La crise que les observateurs de la vie politique sénégalaise pressentaient depuis des mois s’est finalement matérialisée. À Dakar, le président Bassirou Diomaye Faye a mis fin aux fonctions de son Premier ministre Ousmane Sonko, scellant une rupture au sommet de l’exécutif qui paraissait évitable jusqu’au dernier moment. L’ancien chef du gouvernement, fondateur et patron du parti Pastef, a riposté en se redéployant sur le terrain parlementaire, là où sa formation dispose d’une majorité confortable depuis les législatives anticipées.
Une cohabitation au sommet devenue intenable
Le duo Diomaye-Sonko incarnait, depuis la présidentielle de mars 2024, une expérience politique singulière en Afrique de l’Ouest. Le candidat de substitution, propulsé à la magistrature suprême après l’inéligibilité de son mentor, avait promis de gouverner en tandem. Le contrat moral tenait sur un équilibre fragile : la légitimité institutionnelle au premier, l’autorité partisane et la base militante au second. Cette architecture, saluée par ses partisans comme une innovation démocratique, comportait en germe les conditions de sa propre rupture.
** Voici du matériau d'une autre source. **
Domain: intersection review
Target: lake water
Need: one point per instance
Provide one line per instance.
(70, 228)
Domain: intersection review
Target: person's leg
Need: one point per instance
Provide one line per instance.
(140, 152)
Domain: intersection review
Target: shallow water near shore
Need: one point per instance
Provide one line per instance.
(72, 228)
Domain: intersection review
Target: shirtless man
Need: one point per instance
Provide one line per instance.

Les frictions se sont accumulées au fil des mois sur la conduite des réformes, la gestion des dossiers judiciaires hérités du régime de Macky Sall, la politique économique et le rythme des promesses de campagne. À mesure que le président affirmait sa stature, l’espace du Premier ministre se rétrécissait. La verticalité constitutionnelle sénégalaise, qui place le chef de l’État au-dessus de tout, ne laissait guère d’issue à un duumvirat où chacun revendiquait une part de la souveraineté populaire conquise en 2024.
Le repli stratégique d’Ousmane Sonko sur l’Assemblée nationale
Évincé de la Primature, Ousmane Sonko n’a pas quitté la scène. Le leader du Pastef conserve un atout maître : le contrôle de la majorité parlementaire issue des élections législatives. En se positionnant à l’Assemblée nationale, il transforme l’hémicycle en quartier général politique et en levier d’opposition institutionnelle face au palais présidentiel. La manœuvre rappelle la trajectoire de plusieurs figures africaines qui, écartées de l’exécutif, ont su faire du Parlement une tribune d’influence durable.
Concrètement, cette configuration place Bassirou Diomaye Faye dans une position délicate. Le chef de l’État devra composer avec une majorité parlementaire encore loyale à son ancien Premier ministre, ce qui réduit considérablement sa marge de manœuvre législative. La désignation d’un nouveau gouvernement, l’adoption des prochains budgets et la conduite des grandes réformes promises à l’électorat dépendent désormais d’un rapport de force inédit au sein même de la famille politique au pouvoir.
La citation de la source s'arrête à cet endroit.